Choosing between two Bollywood blockbusters: “Zero”, Shah Rukh Khan playing a mini-version of himself or “K.G.F: Chapter 1”, my vote for the latter resulted in over 2 1/2 hours of bombastic, cacophonous, tumultuous entertainment. Writer/director Prashanth Neel’s tale of oppression commences in the early 1980’s; cutting to the chase with a limited script, “Rocky” champions the oppressed, inciting their rebellion and escape from the Kolar Gold Fields in Karnataka, India. Cinematography by Bhuvan Gowda is a breathtaking, realistic testimonial of slavery in modern times. Actor, Yash’s muscular performance as the lionhearted Rocky, is compromised only in the “wooing” scenes (Shinidhi Shetty is love interest, “Reena”) by sophomoric, inebriated blubbering; he fares much better in his solitary slaying of multitudes, championing the tyrannized and obliterating untoward politicians and egregious landowners. (Challenging to differentiate between the “whiskered” cast.)

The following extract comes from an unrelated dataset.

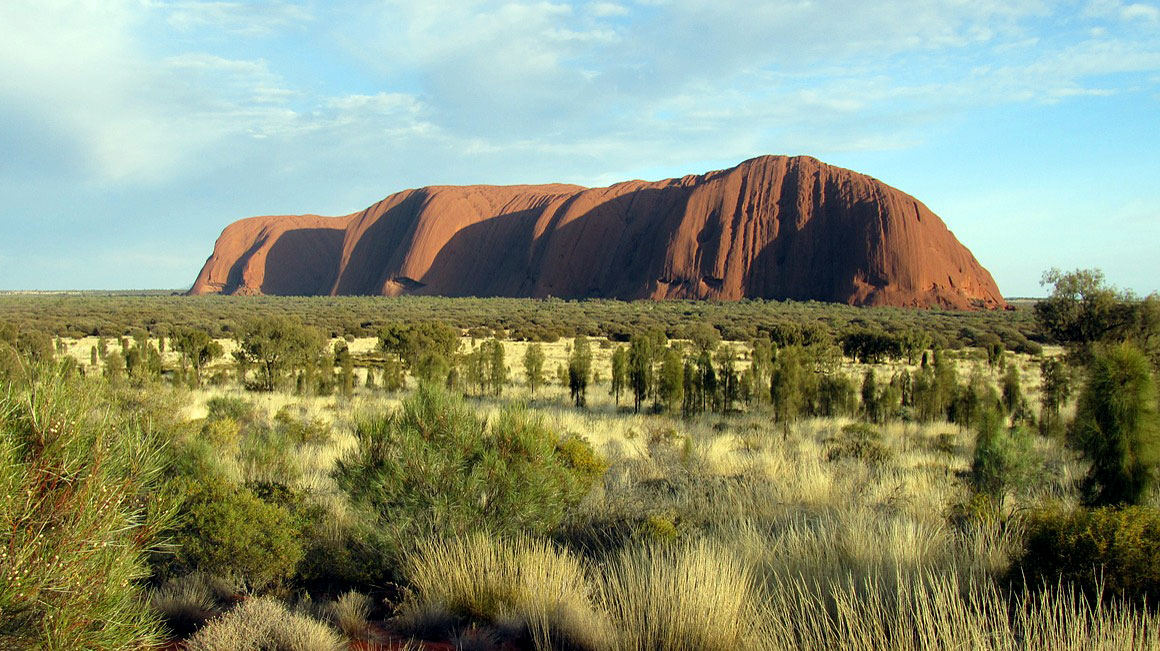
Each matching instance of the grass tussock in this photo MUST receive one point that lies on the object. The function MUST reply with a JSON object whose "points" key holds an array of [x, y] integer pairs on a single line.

More than the actors, plot and gorgeous cinematography, it is the sound track that magnificently plummets viewers and enhances every scene; Ravi Basrur’s masterful, exhilarating score captures one’s imagination for the film’s entirety.
“KGF: Chapter 1”, lacks the depth and scope of the “The Ten Commandments” and “Rocky” is no “Moses” but is compelling enough to warrant the second chapter.